Friday, November 16, 2007

Two Storage Commands I Don't Know How I Lived Without

I am working on an issue which involves a 3510 and two dual connected hosts (Home grown Active/Active configuration). The customer's equipment has just been moved within the cage.
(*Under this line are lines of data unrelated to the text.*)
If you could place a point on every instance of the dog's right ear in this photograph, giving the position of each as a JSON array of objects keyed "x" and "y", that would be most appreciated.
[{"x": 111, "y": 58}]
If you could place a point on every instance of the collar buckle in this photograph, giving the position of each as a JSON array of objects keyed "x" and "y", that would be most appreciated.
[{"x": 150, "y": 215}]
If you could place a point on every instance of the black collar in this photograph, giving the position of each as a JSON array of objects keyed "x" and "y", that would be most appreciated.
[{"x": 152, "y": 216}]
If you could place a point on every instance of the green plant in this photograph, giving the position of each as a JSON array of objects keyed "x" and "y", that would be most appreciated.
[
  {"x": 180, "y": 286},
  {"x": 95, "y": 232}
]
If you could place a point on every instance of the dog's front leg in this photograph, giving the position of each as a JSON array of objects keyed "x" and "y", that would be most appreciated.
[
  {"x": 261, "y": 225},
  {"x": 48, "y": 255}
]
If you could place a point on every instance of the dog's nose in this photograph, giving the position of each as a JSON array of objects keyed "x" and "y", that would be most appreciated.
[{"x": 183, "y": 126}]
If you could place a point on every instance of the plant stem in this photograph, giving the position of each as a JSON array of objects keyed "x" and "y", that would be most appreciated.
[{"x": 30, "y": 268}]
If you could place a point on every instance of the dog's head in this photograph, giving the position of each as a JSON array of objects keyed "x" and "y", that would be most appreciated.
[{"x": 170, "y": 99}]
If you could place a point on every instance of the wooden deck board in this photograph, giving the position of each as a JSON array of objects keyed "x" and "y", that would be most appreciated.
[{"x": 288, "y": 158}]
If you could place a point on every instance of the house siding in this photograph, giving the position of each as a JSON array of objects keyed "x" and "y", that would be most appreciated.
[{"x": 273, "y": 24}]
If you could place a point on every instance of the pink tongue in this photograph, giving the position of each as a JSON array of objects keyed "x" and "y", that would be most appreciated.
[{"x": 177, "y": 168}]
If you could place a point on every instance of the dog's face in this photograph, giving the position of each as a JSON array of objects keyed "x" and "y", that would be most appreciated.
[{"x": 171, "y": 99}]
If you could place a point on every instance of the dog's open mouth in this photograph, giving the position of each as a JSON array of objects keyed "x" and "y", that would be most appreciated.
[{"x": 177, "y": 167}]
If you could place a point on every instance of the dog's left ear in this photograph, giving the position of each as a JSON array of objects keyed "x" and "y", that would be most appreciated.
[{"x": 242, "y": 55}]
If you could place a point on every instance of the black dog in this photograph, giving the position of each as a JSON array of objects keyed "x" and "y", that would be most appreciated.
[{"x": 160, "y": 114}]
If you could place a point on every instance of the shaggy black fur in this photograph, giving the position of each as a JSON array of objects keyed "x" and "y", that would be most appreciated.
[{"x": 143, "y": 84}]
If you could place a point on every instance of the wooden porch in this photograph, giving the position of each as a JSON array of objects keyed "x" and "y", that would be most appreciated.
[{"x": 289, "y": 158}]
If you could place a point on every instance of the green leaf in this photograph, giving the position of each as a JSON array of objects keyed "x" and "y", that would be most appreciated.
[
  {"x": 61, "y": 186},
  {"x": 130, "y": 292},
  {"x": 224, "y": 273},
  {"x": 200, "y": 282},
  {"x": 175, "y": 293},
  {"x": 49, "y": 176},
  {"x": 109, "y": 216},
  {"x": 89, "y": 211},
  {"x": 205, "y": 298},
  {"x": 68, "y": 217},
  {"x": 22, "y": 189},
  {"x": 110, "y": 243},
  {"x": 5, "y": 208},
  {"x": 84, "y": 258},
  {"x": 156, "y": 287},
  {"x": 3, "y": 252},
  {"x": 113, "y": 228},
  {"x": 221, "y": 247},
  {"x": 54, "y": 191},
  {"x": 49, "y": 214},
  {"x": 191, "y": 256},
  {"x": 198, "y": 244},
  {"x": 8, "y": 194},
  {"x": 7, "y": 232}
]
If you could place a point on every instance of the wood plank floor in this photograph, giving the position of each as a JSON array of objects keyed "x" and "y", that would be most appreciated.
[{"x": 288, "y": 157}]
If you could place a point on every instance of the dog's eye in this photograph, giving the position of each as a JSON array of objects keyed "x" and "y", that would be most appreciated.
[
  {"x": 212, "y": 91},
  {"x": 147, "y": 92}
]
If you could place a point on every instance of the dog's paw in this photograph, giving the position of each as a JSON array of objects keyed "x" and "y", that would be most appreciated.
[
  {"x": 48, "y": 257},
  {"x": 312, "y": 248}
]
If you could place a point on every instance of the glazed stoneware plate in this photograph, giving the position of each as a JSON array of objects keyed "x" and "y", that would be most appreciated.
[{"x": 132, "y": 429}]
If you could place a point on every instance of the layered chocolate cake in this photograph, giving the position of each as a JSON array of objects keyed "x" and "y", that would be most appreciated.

When the systems were rebooted one of them reported multipath failures and both SCSI errors.


While I was investigating the problems I used cfgadm, luxadm and sccli the first two are common to Solaris the last is an additional package for management of arrays including the 3510. These commands are not new to me; while I was searching for alternative solutions to my problems I found fcinfo and mpathadm two fairly new (and definitely new to me) commands.


Using luxadm to display the state of the ports:
(One of the ports was not connected but I wasn't thinking about blogging it so I missed my chance to capture the output.)

luxadm -e port
/devices/pci@1d,0/pci1022,7450@1/pci1077,100@1/fp@0,0:devctl CONNECTED
/devices/pci@1d,0/pci1022,7450@2/pci1077,100@1/fp@0,0:devctl CONNECTED

Using luxadm to show link errors:
luxadm -e rdls /dev/es/ses0 

Link Error Status information for loop:/dev/es/ses0
al_pa lnk fail sync loss signal loss sequence err invalid word CRC
9e 0 1 1 0 2794 0
9f 0 0 0 0 243 0
1 0 0 0 0 0 0

Link Error Status information for loop:/dev/es/ses0
al_pa lnk fail sync loss signal loss sequence err invalid word CRC
a3 0 2 2 0 65535 0
a5 0 0 0 0 28481 0
1 0 0 0 0 0 0

Using cfgadm to see the configuration of the devices:
(In the original investigation c2 was displaying type fc and Occupant unconfigured)
cfgadm -al
Ap_Id Type Receptacle Occupant Condition
c0 scsi-bus connected configured unknown
c0::dsk/c0t0d0 disk connected configured unknown
c0::dsk/c0t2d0 disk connected configured unknown
c0::dsk/c0t3d0 disk connected configured unknown
c0::es/ses1 processor connected configured unknown
c1 fc-private connected configured unknown
c1::256000c0ffc86cfb disk connected configured unknown
c1::256000c0ffd86cfb ESI connected configured unknown
c2 fc-private connected configured unknown
c2::226000c0ffa86cfb ESI connected configured unknown
c2::226000c0ffb86cfb ESI connected configured unknown
I tried using 'cfgadm -c configure c2' and 'cfgadm -f -c configure c2' and finally 'cfgadm -o force_update -c configure c2' none of which succeeded in letting me recover the path. I just now found a bug for path shows NOT CONNECTED. It appears that I might have been able to recover using 'luxadm -e forcelip'. Since I needed to clear the 3510 error counters it was decided to take the systems down and power cycle the 3510.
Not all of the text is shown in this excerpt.